“Shorebank Managers Ready if Seized” (WSJ Article Retrieved 2010-08-22)
“My buddies wanted to be firemen, farmers or policemen, something like that. Not me, I just wanted to steal people’s money!” – John Dillinger (Brainy Quotes Retrieved 2010-08-22)
The seizure and management takeover of Shore Bank shows how to steal money in the era of no consequences or shame – good intentions is all that matter. The FDIC, in defiance of its own rules, is selling the assets of the failed ShoreBank Corp. to the same management team that was captaining the ship that ran the bank “ashore” (pun intended). According to the above cited WSJ article, “FDIC rules bar investors who own 10% of the bank from bidding on it once it goes into receivership, according to Atlanta bank lawyer Chip McDonald.” In this case the current management team, under the entity Urban Partnership Bank, is buying the income producing assets of ShoreBank Corp and leaving the bad assets – the consequences of losing lending risks – to normal taxpaying citizens. Of course taxpayers don’t receive any of the money that management earned in prior years off all the bad loans that were made: the illusory profits that management received in exchange for taking the risks of lending. Now, tax revenues that could have been used for public services (or paying the mounting U.S. Government’s interest payments) will instead be used to pay for the bad lending risks made by Shorebank’s management team. The management team gets to keep all prior year earnings without losing their jobs, taking a financial bath, or incurring shame and scrutiny; and they are allowed to continue to run an FDIC insured (i.e. tax payer insured) institution. This begs the question: what does it take to prove you are incompetent to run a bank?

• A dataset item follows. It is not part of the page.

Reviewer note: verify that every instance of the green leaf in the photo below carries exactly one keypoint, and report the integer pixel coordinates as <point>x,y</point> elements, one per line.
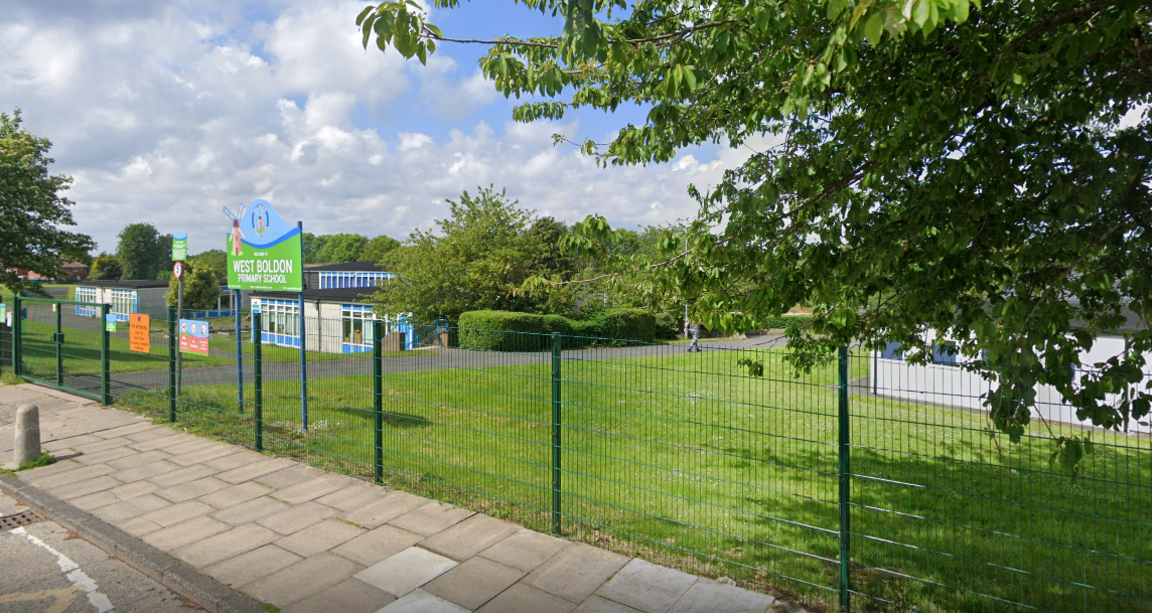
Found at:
<point>873,28</point>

It can only be concluded that the management team of Shore Bank is a public enemy: they are stealing money from the taxpayer by keeping unearned earnings, and they are a moral hazard threat to society. Not only could the same management team fail another bank, but the FDIC’s and Shorebank’s executive’s actions encourage other bankers to make similar risky loans; if not to become explicit bank robbers like the Shorebank executives, at least to compete against the other bank robbers who are making risky loans. The FDIC’s actions give bankers no incentive not to make bad loans – they win if the loan turns out good and they win if the loans turn out bad. John Dillinger might have been a bad man and a true public enemy, but at least he accepted the risks and rewards of bank robbing. In the era of no consequences or shame, Herman-Miller-sitting bank executives eagerly steal tax payers’ money without accepting the consequences of their failures.